1From my perspective, the most puzzling thing in the whole announcement wasn’t the royalty change–it’s what the heck “actively writing for Harlequin” means! Are you only actively writing for them if you have an uncompleted manuscript under contract? Do revisions and copy edits consistute “actively writing”? If you’ve completed the last manuscript under your existing contract and have either not yet submitted an option book or don’t have an option clause, are you no longer active even though you have books that have yet to be released? Are you no longer active if you turned down a contract offer from them, even though you still have unreleased books? It’s really very puzzling, and a clear definition of that term would certainly have been helpful!

2 Comments

  • elaine mueller June 28, 2011 at 12:06 pm

    i’m not sure the formatting for this will come out clearly in a blog comment, so forgive me if this long quote is all messed up. i may have been away from romance fiction for a number of years, but i have a very long and very good memory. please note the year of publication on this; no one can say they weren’t warned about harlequin:

    from Paul Grescoe, The Merchants of Venus: Inside Harlequin and the Empire of Romance.
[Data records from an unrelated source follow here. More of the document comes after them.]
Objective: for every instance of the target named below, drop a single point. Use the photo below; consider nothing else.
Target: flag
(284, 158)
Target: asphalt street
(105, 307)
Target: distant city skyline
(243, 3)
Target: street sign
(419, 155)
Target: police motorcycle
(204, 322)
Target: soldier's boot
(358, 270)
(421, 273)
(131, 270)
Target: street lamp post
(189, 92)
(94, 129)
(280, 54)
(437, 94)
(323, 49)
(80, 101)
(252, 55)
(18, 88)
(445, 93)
Raincoast Books, Vancouver: 1996. pp 211-212.

    “In the decade since the royalties storm shook Mills & Boon, Harlequin itself has had its own controversies to negotiate with writers: among them contract terms, the use of authors’ pseudonyms, editing practices, and the general feeling that as a virtual monopoly in the category romance field, the company can make and enforce its own rules. ‘A monopoly — even a near monopoly — puts too much power into the hands of the greedy,’ a romance author named Linda Hilton wrote last year in PANdora’s Box, the Romance Writers of America newsletter distributed only to the organization’s published writers. She was making the case that the industry needs a major competitor to the Canadian company, perhaps its old rival, Simon & Schuster:

    Those who write for Harlequin/Silhouette have seen their royalties drop as subscription book clubs flourish and corporate profits soar. Gains [to the authors] in foreign royalties are offset by nefarious contract terms that make authors bear the burden of the publisher’s errors in judgment. Authors complain of heavy-handed editing until their unique creative effort becomes just another carton of homogenized milk. . . .
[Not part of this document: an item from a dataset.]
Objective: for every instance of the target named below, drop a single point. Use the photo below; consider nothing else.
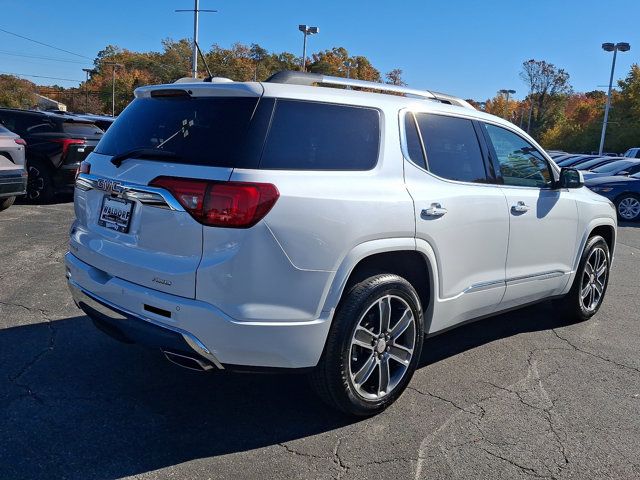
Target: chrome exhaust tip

    I don’t write for Harlequin/Silhouette, but if I did and another well-established publisher offered me a contract that didn’t require me to sign over my rights in perpetuity, accept insulting royalty rates and twisted logic that justifies paying authors less for book club sales while the publishers report higher profits, and all the other nonsense I’ve seen in this new Harlequin/Silhouette contract, you bet your booties I’d sign. If there’s no publisher’s loyalty to authors, why should there be author loyalty to a publisher who doesn’t play fair?

    I think the time is ripe for a new silhouette to step out of the shadows. Simon & Schuster — or Dell — or Berkley — or NAL: where are you when romance writers need you?”

    if I remember correctly, the “new” H/S contract was unveiled in late 1994, early 1995. i’m a pack rat and i keep just about everything, but i don’t happen to have those files right at my fingertips. (give me an hour or two, and i can probably have them.) the point is, no one should be surprised at what harlequin is pulling now, least of all anyone in RWA. as far as i’m concerned, RWA has been nothing but one big huge enabler of what amounts to domestic abuse of virtually all authors published by ‘legacy’ publishers over the past 20 years. (kinda like those famous words of condi rice: “no one could possibly have imagined. . . . ” except that people did imagine.)

    Reply
  • Anthea Lawson July 1, 2011 at 12:42 am

    I have a hunch that “actively writing for” is a way for Harlequin to scoop up big profits on backlist titles without having to pay bigger royalties to the authors – many of whom have moved on from Harlequin and have quite potentially NOT moved fast enough to get their rights back.